Let \(G{\langle \!\langle S \rangle \!\rangle }=K_5\). Let f be an external edge and u be the boundary vertex that is one of its endpoints. Then

$$\begin{aligned} Pr(u \text { odd}\mid f \text { reduced}) = \frac{1}{2}. \end{aligned}$$

We will factor in this probability into the charging of \(K_5\) degree edges below.

  1. 1.

    All external edges are non-\(K_5\) degree edges. Since the edge being charged is a \(K_5\) edge, Lemma 6.5 gives us a worst-case expected charge of \(p\cdot \frac{2\tau }{3}\). However, factoring in \(Pr(u \text { odd}\mid f \text { reduced})=\frac{1}{2}\) for every external edge f, we have a worst-case expected charge of \(p \cdot \frac{2\tau }{3} \cdot \frac{1}{2}\), which by (9) gives us an expected net decrease of at least

    $$\begin{aligned} \boxed {p\gamma - p\frac{\tau }{3}.} \end{aligned}$$
  2. 2.

    All external edges are \(K_5\) degree edges. Using similar reasoning as above, we have a worst-case expected charge of \(p \cdot \frac{2\gamma }{3} \cdot \frac{1}{2}\), which gives us an expected net decrease of at least

    $$\begin{aligned} \boxed {p\gamma - p\frac{\gamma }{3}.} \end{aligned}$$
  3. 3.

    All external edges are cycle edges. Using the same reasoning as above, we get an expected net decrease of at least

    $$\begin{aligned} \boxed {p\gamma - p \frac{\beta }{3}.} \end{aligned}$$
  4. 4.

    The external edges are a combination of non-\(K_5\) degree edges, \(K_5\) degree edges, and cycle edges. An argument as in the previous section shows that the three cases above are the only possible worst cases.

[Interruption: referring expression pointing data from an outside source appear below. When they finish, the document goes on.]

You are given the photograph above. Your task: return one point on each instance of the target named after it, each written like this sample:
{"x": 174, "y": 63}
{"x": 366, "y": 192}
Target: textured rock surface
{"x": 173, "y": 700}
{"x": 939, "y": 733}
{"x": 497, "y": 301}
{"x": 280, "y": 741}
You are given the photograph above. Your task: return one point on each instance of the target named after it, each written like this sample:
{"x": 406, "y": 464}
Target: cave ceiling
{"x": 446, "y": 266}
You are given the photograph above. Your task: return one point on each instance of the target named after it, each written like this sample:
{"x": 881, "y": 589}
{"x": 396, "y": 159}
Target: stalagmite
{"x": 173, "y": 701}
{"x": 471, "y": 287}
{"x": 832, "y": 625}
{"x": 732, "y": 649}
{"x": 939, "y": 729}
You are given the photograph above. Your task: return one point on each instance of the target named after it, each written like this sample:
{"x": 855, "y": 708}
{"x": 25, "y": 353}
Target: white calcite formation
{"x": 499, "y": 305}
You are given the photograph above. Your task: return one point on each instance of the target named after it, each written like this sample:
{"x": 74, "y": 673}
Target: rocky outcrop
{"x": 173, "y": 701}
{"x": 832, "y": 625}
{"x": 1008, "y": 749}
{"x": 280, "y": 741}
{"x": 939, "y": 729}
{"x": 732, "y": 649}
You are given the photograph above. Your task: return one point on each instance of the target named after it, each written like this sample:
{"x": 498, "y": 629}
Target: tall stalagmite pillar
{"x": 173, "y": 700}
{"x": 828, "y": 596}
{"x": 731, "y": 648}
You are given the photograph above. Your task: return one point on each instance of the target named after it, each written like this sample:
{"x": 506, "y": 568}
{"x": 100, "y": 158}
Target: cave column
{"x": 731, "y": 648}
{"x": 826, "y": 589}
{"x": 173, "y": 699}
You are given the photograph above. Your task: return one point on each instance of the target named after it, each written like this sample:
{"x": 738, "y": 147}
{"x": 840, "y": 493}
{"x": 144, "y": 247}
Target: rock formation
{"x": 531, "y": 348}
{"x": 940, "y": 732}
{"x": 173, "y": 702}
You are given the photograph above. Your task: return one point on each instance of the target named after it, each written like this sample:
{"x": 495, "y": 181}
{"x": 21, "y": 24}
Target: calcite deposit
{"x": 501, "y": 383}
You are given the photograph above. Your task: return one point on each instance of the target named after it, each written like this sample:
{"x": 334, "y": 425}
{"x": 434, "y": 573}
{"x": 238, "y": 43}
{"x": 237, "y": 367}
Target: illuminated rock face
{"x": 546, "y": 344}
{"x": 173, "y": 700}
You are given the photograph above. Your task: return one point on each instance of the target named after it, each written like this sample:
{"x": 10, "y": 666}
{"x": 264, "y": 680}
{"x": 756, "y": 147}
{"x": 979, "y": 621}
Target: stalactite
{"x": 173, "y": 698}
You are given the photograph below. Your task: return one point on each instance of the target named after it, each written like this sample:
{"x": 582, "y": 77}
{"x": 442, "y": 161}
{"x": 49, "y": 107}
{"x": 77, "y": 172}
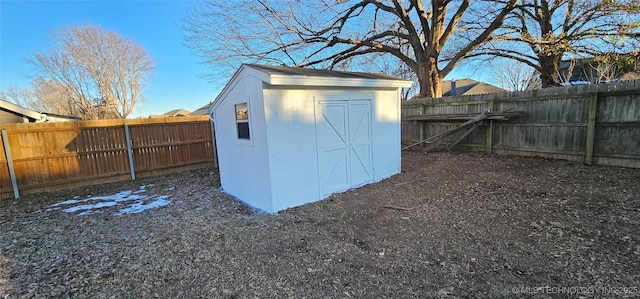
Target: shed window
{"x": 242, "y": 121}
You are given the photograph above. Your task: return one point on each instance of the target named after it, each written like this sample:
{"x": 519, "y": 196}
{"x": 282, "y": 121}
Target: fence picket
{"x": 56, "y": 156}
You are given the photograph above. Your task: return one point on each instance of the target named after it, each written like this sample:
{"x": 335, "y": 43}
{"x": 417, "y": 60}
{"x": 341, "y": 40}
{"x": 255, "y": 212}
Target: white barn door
{"x": 343, "y": 130}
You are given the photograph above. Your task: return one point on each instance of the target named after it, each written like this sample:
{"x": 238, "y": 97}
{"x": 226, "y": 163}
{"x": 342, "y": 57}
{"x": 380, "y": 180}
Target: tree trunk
{"x": 429, "y": 79}
{"x": 550, "y": 76}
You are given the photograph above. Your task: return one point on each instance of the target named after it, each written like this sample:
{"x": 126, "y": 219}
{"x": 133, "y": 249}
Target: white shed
{"x": 287, "y": 136}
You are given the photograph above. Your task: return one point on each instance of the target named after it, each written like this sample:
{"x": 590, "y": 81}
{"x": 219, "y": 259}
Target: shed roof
{"x": 300, "y": 71}
{"x": 298, "y": 76}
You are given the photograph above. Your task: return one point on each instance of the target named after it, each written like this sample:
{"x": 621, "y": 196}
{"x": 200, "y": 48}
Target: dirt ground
{"x": 450, "y": 225}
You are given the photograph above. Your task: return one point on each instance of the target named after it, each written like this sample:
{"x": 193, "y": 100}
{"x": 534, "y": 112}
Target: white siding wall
{"x": 244, "y": 168}
{"x": 291, "y": 138}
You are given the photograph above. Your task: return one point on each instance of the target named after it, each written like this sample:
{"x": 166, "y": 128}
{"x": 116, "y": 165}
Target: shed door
{"x": 343, "y": 131}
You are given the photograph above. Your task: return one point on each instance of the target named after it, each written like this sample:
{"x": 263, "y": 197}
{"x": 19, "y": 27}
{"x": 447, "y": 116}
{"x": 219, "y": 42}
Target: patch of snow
{"x": 139, "y": 206}
{"x": 90, "y": 207}
{"x": 67, "y": 202}
{"x": 136, "y": 203}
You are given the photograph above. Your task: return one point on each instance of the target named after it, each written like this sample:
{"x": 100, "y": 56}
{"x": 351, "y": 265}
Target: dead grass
{"x": 460, "y": 225}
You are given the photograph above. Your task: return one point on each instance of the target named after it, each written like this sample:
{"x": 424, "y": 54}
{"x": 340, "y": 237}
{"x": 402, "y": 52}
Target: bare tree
{"x": 429, "y": 38}
{"x": 541, "y": 33}
{"x": 100, "y": 73}
{"x": 22, "y": 97}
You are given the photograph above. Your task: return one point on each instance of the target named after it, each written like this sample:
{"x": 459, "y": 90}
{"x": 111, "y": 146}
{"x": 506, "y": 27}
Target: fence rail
{"x": 594, "y": 124}
{"x": 40, "y": 157}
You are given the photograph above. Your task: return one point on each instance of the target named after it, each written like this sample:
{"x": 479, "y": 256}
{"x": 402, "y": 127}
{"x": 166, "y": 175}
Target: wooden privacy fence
{"x": 594, "y": 124}
{"x": 39, "y": 157}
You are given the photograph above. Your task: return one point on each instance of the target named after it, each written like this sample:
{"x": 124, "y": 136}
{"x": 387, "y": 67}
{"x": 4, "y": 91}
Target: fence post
{"x": 129, "y": 151}
{"x": 488, "y": 141}
{"x": 591, "y": 129}
{"x": 12, "y": 172}
{"x": 421, "y": 123}
{"x": 213, "y": 143}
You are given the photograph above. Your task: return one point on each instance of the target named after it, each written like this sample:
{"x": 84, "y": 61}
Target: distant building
{"x": 200, "y": 111}
{"x": 467, "y": 87}
{"x": 173, "y": 113}
{"x": 12, "y": 113}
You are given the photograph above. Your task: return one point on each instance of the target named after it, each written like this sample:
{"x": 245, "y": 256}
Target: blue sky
{"x": 177, "y": 82}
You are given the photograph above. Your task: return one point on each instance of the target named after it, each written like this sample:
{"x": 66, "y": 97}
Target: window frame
{"x": 243, "y": 141}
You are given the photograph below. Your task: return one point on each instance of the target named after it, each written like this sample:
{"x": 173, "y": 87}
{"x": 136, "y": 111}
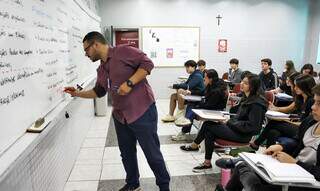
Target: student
{"x": 307, "y": 69}
{"x": 240, "y": 128}
{"x": 194, "y": 85}
{"x": 215, "y": 99}
{"x": 269, "y": 79}
{"x": 301, "y": 106}
{"x": 287, "y": 89}
{"x": 288, "y": 70}
{"x": 306, "y": 155}
{"x": 201, "y": 66}
{"x": 234, "y": 74}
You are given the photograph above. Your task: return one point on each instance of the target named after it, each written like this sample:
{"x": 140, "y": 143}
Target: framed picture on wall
{"x": 222, "y": 45}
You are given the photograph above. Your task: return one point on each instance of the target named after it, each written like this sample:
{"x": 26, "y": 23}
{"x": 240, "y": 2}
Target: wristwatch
{"x": 129, "y": 83}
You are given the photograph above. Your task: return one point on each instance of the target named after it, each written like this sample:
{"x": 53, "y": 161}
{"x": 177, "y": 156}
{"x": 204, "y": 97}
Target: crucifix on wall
{"x": 219, "y": 17}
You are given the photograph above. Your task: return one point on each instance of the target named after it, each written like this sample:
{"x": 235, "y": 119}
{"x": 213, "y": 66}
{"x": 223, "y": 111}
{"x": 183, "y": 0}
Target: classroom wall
{"x": 46, "y": 162}
{"x": 254, "y": 29}
{"x": 313, "y": 35}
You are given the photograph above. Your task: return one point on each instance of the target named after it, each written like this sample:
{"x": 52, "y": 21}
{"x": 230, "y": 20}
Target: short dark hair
{"x": 94, "y": 36}
{"x": 293, "y": 76}
{"x": 234, "y": 61}
{"x": 254, "y": 84}
{"x": 201, "y": 63}
{"x": 212, "y": 74}
{"x": 316, "y": 90}
{"x": 244, "y": 74}
{"x": 267, "y": 60}
{"x": 191, "y": 63}
{"x": 307, "y": 66}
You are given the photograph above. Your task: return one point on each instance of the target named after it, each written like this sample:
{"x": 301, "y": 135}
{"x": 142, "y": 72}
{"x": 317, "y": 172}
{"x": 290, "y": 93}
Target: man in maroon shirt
{"x": 122, "y": 73}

6.7 Setting the parameters

For fixed \(\lambda \), finding the optimal values of \(\beta , \gamma , \tau \) can be done with a linear program. In particular, we maximize the minimum expected decrease \(\delta \), which is the minimum of the boxed expressions in §6.3 and Sect. 6.4. The additional constraints are that \(\tau \le \gamma \le \beta \), \(\beta \le \nicefrac {1}{12}\), \(\beta \ge 2\tau \), and \(\beta \ge 2\gamma \). We then optimize over \(\lambda \). This gives \(\lambda = 0.4715\), \(\beta = \nicefrac {1}{12}\), \(\gamma = 0.0401\), \(\tau = 0.0355\), and \(\delta = 0.0008475\). We have \(\varepsilon = 2\delta = 0.001695\), proving Theorem 4.3.